Leveraging Hallucinations to Reduce Manual Prompt Dependency in Promptable Segmentation
Promptable segmentation typically requires instance-specific manual prompts to guide the segmentation of each desired object. To minimize such a need, task-generic promptable segmentation has been introduced, which employs a single task-generic prompt to segment various images of different objects in the same task. Current methods use Multimodal Large Language Models (MLLMs) to reason detailed instance-specific prompts from a task-generic prompt for improving segmentation accuracy. The effectiveness of this segmentation heavily depends on the precision of these derived prompts. However, MLLMs often suffer hallucinations during reasoning, resulting in inaccurate prompting. While existing methods focus on eliminating hallucinations to improve a model, we argue that MLLM hallucinations can reveal valuable contextual insights when leveraged correctly, as they represent pre-trained large-scale knowledge beyond individual images. In this paper, we utilize hallucinations to mine task-related information from images and verify its accuracy for enhancing precision of the generated prompts. Specifically, we introduce an iterative Prompt-Mask Cycle generation framework (ProMaC) with a prompt generator and a mask generator.The prompt generator uses a multi-scale chain of thought prompting, initially exploring hallucinations for extracting extended contextual knowledge on a test image.These hallucinations are then reduced to formulate precise instance-specific prompts, directing the mask generator to produce masks that are consistent with task semantics by mask semantic alignment. The generated masks iteratively induce the prompt generator to focus more on task-relevant image areas and reduce irrelevant hallucinations, resulting jointly in better prompts and masks. Experiments on 5 benchmarks demonstrate the effectiveness of ProMaC. Code given in https://lwpyh.github.io/ProMaC/.
💡 Research Summary
The paper tackles the problem of manual prompt dependency in promptable segmentation by turning the traditionally problematic hallucinations of multimodal large language models (MLLMs) into a source of useful prior knowledge. In task‑generic promptable segmentation, a single coarse prompt (e.g., “camouflaged animal”) is used for all images of a given task, but this generic cue is often ambiguous and leads to poor segmentation if applied directly. Existing approaches (e.g., GenSAM) rely on MLLMs to convert the generic prompt into detailed instance‑specific prompts, yet the quality of those prompts is limited by hallucinations—spurious predictions driven by object co‑occurrence priors learned during pre‑training.

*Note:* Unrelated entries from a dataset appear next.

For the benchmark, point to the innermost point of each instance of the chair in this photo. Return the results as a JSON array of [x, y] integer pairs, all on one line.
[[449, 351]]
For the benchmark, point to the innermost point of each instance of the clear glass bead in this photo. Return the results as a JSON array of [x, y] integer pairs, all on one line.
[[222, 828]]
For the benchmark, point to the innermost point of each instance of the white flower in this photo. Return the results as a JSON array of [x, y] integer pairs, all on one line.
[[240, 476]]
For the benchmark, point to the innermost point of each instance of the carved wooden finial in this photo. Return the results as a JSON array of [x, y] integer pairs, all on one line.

ProMaC (Prompt‑Mask Cycle) introduces a training‑free, test‑time adaptation loop that jointly refines instance‑specific prompts and segmentation masks. The system consists of a prompt generator and a mask generator that interact iteratively. The prompt generator first splits the input image into patches at multiple scales (whole image, horizontal/vertical cuts, smaller crops) and feeds each patch together with the task‑generic prompt into an MLLM. Using a multi‑scale chain‑of‑thought prompting strategy, the model is deliberately allowed to hallucinate, producing candidate object names (foreground and background) and bounding boxes for each patch. These hallucinations exploit the MLLM’s extensive world knowledge, surfacing plausible objects that may be hidden, camouflaged, or otherwise ambiguous in the visual data.

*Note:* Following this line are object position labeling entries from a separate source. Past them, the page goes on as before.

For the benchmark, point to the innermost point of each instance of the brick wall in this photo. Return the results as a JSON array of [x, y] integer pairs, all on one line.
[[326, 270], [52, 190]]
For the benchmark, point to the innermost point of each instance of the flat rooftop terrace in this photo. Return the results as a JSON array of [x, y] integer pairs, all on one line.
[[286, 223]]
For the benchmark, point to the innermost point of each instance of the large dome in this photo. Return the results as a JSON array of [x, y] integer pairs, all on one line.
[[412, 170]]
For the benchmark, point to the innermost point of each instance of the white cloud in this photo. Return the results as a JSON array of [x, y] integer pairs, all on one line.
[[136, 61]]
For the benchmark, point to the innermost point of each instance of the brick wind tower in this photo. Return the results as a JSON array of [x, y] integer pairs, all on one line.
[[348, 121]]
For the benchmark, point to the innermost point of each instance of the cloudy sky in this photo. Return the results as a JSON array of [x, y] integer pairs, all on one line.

To prune irrelevant hallucinations, ProMaC employs Visual Contrastive Reasoning (VCR). The mask generator takes the current set of instance‑specific prompts and produces a segmentation mask. This mask is then used as a visual marker: an inpainting model removes the masked region, yielding a contrastive image that contains only background. Feeding this contrastive image back to the MLLM reveals which hallucinated candidates disappear when the object is absent, allowing the system to discard those that were purely prior‑driven. By comparing responses on the original and contrastive images, the prompt generator refines its candidate lists, converging toward accurate, task‑relevant prompts.

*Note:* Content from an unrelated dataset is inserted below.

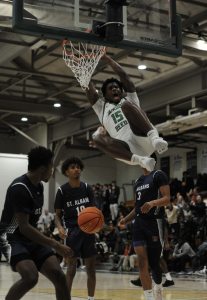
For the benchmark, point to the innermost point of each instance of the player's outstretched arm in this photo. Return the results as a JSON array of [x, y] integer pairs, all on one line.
[[125, 80], [34, 235], [91, 94], [61, 230]]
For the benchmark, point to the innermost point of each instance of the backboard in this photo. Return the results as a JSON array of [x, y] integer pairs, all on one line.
[[149, 25]]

The refined prompts are fed again to the mask generator, which now performs mask semantic alignment: the generated mask is encouraged to be semantically consistent with the task‑generic prompt (e.g., focusing on camouflaged animals rather than arbitrary background). The mask itself becomes a new visual marker for the next VCR step, creating a closed feedback loop that progressively improves both prompts and masks.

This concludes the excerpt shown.